The issue was highlighted in an exchange between Treasury Undersecretary Neal Wolin and Rep. Spencer Bachus (R-Ala.), chairman of the House Financial Services Committee (FSC).

In public comments prompted by the efforts of Republicans to slow down implementation of the law, Wolin lashed out at those seeking to delay or otherwise impede implementation of the Dodd-Frank financial-services-reform law.

He vowed that the administration will "move forward…quickly, carefully and responsibly."

Moreover, Wolin said, the administration "will continue to oppose efforts to slow down, weaken or repeal these essential reforms."

But in a statement responding to Wolin's comments, Bachus voiced support for delay.

"All of us know that on the highway 'speed kills,'" Bachus said. "Speed can also kill jobs when Washington rushes sweeping regulations into place without giving the public adequate time to comment."

He said the comment period for Dodd-Frank rules has sometimes been barely 30 days. "At the current breakneck pace, it is difficult for individual firms—especially small businesses—and the public at large to meaningfully participate and offer their insights and observations."

He added, "The implementation of the massive Dodd-Frank Act may be daunting for regulators, it may be intimidating for them, but that's no excuse to limit the public's participation and abandon sound rulemaking practices."

Bachus and Rep. Scott Garrett (R-N.J.), chairman of the House FSC's Capital Markets Subcommittee, are among co-sponsors of legislation that was recently introduced to delay implementation of the derivatives provisions of Dodd-Frank for 18 months. Currently, the rules must be in place by July.

Garrett argues that Dodd-Frank "set up a totally unrealistic and unworkable timeline for the implementation of a massive and bifurcated new regulatory regime to oversee the U.S. OTC derivatives markets."

"If the regulators get this wrong, it will be difficult—if not impossible—for businesses of all shapes and sizes to responsibly hedge their risks, and trading will be forced off of U.S. markets to those overseas," Garrett says.

In his comments, Wolin says Dodd-Frank provides a mandate to coordinate across agencies and instill joint accountability for the strength of the financial system.

"Already, we have worked through the FSOC [Financial Stability Oversight Council] to develop an integrated road map for implementation, to coordinate an unprecedented six-agency proposal on risk retention, and to develop unanimous support for recommendations on implementing the Volcker Rule," Wolin says.

At the same time, amid insurance-industry pressure, Wolin says announcement of the Obama administration's selection of the independent FSOC member with insurance expertise is "imminent."

Industry officials believe the independent member with insurance experience will be named in advance of a Senate Banking Committee hearing on the issue scheduled for May 12. It is unclear who is being considered for the post, but some industry lobbyists say they believe the leading candidate is Roy Woodall, who stepped down in January as an industry consultant and is a former state regulator.

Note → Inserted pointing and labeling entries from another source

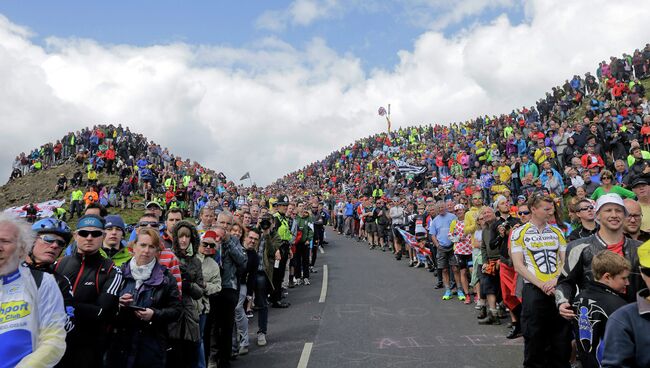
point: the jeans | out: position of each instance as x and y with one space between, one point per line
240 334
301 261
221 341
261 301
547 336
201 360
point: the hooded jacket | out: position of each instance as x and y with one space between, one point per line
134 341
576 272
187 326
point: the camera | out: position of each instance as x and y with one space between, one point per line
265 223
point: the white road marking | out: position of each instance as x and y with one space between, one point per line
323 290
304 357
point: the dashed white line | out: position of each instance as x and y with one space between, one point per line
306 352
323 290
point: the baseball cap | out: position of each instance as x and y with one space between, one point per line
641 179
612 198
114 221
644 254
153 203
90 221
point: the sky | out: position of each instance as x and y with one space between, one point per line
267 87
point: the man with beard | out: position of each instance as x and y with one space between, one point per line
576 273
632 223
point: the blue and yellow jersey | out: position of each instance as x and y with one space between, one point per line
541 249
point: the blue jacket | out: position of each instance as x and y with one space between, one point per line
626 337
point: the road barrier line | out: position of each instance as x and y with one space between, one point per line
304 357
323 290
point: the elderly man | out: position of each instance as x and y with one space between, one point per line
632 223
27 339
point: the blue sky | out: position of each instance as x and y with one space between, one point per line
371 30
249 102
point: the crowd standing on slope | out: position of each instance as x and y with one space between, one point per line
487 205
516 212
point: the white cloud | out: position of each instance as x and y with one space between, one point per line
271 108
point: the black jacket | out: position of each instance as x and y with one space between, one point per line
135 342
187 326
96 282
593 306
576 272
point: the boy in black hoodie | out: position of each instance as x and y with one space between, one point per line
597 302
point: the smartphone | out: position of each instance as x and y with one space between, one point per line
135 308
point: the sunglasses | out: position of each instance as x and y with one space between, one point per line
148 224
49 239
645 271
92 233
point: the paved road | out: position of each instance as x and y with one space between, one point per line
377 313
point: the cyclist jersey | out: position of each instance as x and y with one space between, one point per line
541 249
32 320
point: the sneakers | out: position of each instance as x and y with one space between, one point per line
461 296
447 295
261 339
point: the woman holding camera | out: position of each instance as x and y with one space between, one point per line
149 300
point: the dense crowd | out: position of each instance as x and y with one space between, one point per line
537 215
488 205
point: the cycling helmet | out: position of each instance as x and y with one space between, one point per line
53 226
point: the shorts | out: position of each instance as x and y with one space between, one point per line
384 231
490 284
464 260
371 227
445 257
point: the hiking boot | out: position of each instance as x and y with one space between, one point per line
261 339
490 319
447 295
515 331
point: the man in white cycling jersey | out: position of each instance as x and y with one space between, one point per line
32 316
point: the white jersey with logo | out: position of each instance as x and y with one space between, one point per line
32 321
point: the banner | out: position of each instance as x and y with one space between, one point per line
406 168
45 209
411 241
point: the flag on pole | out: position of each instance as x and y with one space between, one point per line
412 242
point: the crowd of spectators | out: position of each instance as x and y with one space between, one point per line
452 199
477 203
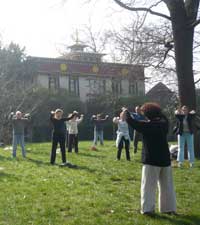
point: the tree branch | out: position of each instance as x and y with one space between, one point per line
195 23
141 9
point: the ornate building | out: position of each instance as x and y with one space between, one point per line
84 74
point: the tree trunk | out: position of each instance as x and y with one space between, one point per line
183 45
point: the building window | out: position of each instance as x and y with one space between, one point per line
54 82
116 87
97 86
74 85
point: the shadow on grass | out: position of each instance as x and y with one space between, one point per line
91 155
179 219
90 170
8 177
38 162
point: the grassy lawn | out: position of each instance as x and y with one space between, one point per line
100 191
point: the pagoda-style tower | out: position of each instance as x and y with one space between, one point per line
77 53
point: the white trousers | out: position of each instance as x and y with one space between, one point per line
151 177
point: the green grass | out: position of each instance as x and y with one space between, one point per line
100 191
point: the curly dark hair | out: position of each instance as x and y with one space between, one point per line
151 110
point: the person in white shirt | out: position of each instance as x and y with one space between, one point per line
72 126
122 136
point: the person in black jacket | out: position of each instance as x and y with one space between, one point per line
184 129
156 160
59 134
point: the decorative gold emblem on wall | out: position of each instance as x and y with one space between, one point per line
95 69
124 71
63 68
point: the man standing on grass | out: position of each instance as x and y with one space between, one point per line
137 136
19 122
98 129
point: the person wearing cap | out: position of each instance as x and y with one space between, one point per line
137 136
59 134
122 136
19 121
184 130
72 126
98 128
156 169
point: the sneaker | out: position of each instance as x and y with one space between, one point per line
191 165
180 165
63 164
93 148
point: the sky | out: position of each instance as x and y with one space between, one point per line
45 27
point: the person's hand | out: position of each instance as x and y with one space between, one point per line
27 115
192 112
124 108
178 111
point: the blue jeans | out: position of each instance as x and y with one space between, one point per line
98 134
18 139
189 139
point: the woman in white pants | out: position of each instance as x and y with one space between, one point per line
156 168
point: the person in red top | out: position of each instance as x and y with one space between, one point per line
59 134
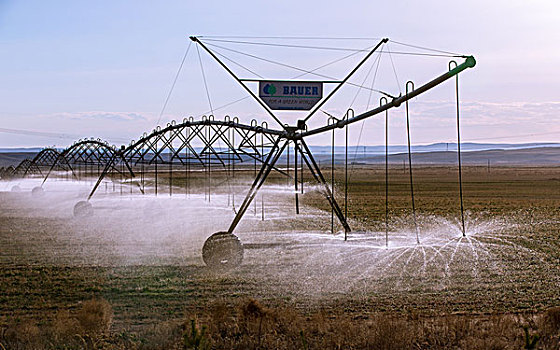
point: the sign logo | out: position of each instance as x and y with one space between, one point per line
269 89
290 95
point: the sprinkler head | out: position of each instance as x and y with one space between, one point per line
222 251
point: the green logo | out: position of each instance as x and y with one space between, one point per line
269 89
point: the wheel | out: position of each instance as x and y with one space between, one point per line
222 250
83 209
37 191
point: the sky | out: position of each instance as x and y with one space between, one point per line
103 69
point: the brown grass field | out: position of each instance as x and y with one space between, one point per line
132 277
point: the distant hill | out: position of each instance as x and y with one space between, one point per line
472 154
434 147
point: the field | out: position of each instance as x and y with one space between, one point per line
132 275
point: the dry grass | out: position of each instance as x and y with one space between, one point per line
249 324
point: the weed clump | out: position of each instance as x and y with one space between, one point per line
95 317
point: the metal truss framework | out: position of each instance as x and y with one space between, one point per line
209 144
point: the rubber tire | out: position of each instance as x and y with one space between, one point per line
83 209
37 191
222 251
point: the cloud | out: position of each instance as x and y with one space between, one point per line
101 116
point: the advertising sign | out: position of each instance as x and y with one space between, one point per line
290 95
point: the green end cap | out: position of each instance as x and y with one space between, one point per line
470 62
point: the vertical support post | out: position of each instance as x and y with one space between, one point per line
459 148
266 167
410 163
295 175
346 179
332 177
383 101
156 176
288 164
170 175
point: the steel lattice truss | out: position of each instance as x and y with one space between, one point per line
212 144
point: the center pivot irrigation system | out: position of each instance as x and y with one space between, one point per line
229 142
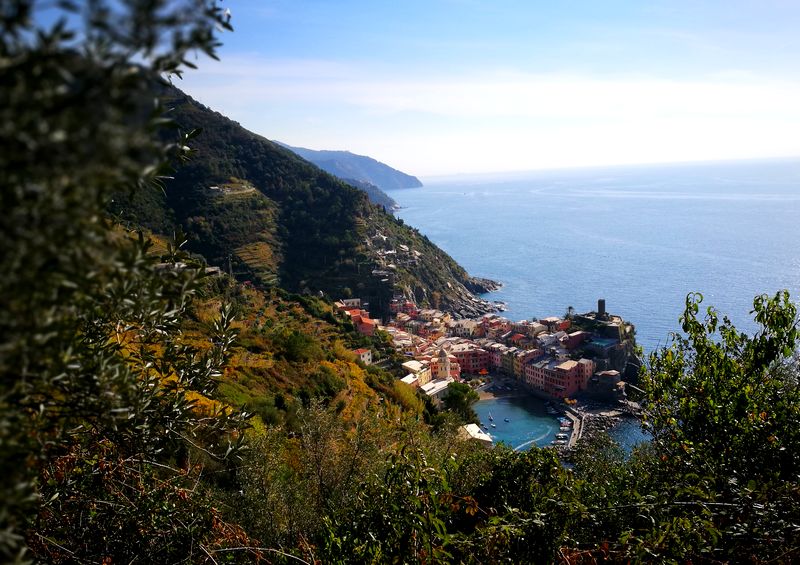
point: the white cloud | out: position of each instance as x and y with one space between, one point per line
493 119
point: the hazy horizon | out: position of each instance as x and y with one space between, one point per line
469 86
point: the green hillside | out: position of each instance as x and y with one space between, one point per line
252 206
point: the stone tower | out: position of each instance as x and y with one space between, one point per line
444 364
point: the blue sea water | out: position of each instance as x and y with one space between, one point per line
640 237
529 424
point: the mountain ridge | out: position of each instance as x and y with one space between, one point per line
348 165
253 207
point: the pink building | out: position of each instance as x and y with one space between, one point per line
559 379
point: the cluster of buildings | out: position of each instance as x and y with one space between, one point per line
553 356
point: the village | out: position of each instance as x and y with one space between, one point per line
555 358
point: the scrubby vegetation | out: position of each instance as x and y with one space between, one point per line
149 413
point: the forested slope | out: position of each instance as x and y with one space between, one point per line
252 206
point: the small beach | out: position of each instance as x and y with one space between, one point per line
510 414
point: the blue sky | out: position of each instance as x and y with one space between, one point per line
469 86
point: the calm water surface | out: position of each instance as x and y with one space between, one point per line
528 422
640 237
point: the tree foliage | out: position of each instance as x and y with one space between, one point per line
102 428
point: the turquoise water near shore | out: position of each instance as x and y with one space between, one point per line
640 237
529 424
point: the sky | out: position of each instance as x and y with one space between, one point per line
439 87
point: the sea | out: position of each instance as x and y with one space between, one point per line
640 237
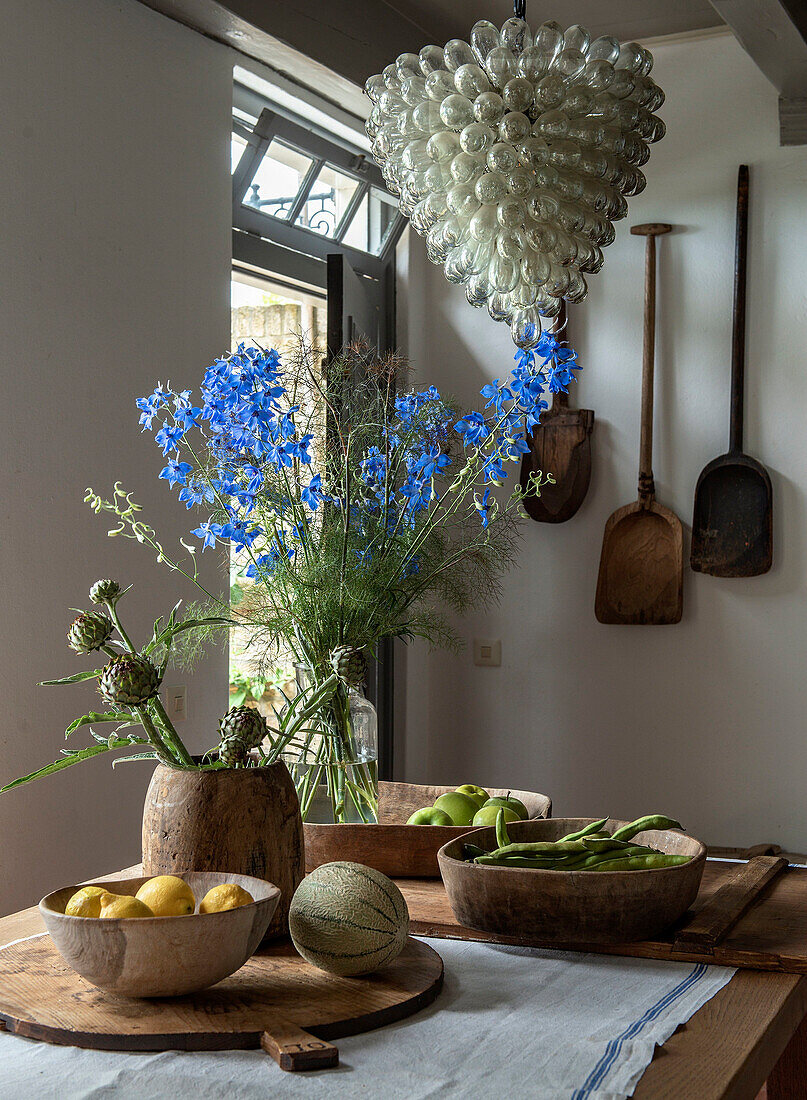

The insurance industry's key concern is that the FSOC will move too hastily to implement rules that will be used to determine whether a nonbank financial company should be supervised by the Federal Reserve Board.

The industry wants a proposed rule setting the criteria the FSOC will consider in determining whether an insurer should be subject to enhanced, i.e. federal regulation, as well as the process the agency will use in making such a determination.

In its current form, the proposed rule lacks sufficient detail to achieve either of these objectives. The "framework" that is described in the preamble to the proposed rule does not appear in the rule itself. Nor does the framework provide any insight into what may constitute a threat to the financial stability of the United States.